Bu, sekizinci oluyor... Nefret kusulan "şeriatçı" hükümet döneminde, sekizinci keredir Türkçe şenliği düzenleniyor... Arapça şenliği değil...
Çocuklar da gerçekten dünyanın dört bir yanından. İçlerinde tam 84 ülkenin çocuğu var. Üstelik yalnızca bir şiir yarışması değil bu, Türkçe kompozisyon da var, halk oyunları da. "Sunuculuk" yarışması bile var.
Kemalist basın buna gıcık kapıyor.
Çünkü bu çocukların bazıları "Fethullah Hocaefendi Hazretleri'nin okullarında okuyan" çocuklar.
Yani din eğitimi de alıyorlar.
Laik Türkiye Cumhuriyeti'nin okullarında din eğitimi yok da maşallah, özel sektör bu eğitimi verince tu kaka...

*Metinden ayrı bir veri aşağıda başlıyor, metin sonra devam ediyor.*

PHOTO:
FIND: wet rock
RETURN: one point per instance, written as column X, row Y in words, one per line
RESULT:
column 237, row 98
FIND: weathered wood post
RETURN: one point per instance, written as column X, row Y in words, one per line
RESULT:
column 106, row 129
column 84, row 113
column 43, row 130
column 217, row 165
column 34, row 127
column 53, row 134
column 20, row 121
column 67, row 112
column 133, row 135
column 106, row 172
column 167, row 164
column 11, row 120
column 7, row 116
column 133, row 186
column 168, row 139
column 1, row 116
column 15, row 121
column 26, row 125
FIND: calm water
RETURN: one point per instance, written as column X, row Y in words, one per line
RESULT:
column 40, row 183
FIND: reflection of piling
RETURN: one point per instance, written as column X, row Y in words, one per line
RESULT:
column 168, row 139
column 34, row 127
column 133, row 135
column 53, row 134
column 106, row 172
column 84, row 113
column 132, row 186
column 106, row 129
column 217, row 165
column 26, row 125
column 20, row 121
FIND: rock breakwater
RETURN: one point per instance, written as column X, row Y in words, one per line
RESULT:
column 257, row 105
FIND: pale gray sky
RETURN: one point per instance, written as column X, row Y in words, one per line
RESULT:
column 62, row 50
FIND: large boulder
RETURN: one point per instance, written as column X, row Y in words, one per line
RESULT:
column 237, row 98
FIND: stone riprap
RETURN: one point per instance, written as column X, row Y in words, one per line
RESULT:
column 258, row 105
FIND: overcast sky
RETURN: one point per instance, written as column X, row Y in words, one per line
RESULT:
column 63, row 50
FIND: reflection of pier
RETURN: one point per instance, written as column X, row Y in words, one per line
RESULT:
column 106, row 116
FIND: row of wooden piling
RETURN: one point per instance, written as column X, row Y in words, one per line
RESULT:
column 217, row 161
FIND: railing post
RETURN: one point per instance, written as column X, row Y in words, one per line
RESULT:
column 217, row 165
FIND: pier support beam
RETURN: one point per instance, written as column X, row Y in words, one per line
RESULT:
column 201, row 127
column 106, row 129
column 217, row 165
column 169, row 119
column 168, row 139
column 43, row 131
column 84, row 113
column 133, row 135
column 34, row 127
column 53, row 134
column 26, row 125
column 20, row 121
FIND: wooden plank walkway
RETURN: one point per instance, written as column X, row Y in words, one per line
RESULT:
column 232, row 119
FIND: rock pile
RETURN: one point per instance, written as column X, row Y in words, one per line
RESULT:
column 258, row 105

(Şimdi "hocaefendi hazretleri" dediğim için bana da gıcık kaparlar, "papa hazretleri" ya da "patrik hazretleri" deyince sakıncalı bulmayanlar...)
Düşünsenize... Hiç ummadığınız bir ülkede karşınıza mükemmel Türkçe konuşan gençler çıkacak... Bunlar, kendi ülkelerinin "Türkiye uzmanlarını" da oluşturacaklar ileride... Hani, şu ya da bu nedenle yolu Türkiye'ye düşüp Türkçe öğrenmiş Amerikan gençlerinin State Department ya da CIA'da işlerinin hazır olması gibi! Ne var ki, bu çocuklar, Türk okulunda okumuş ve "Türkiye'ye muhabbet bağıyla bağlı" kişiler olacaklar büyüyünce.
Hani bize hep hakaret ederler ya "Galatasaraylı, frankofon, Paris hayranı" falan diye, onun gibi canım!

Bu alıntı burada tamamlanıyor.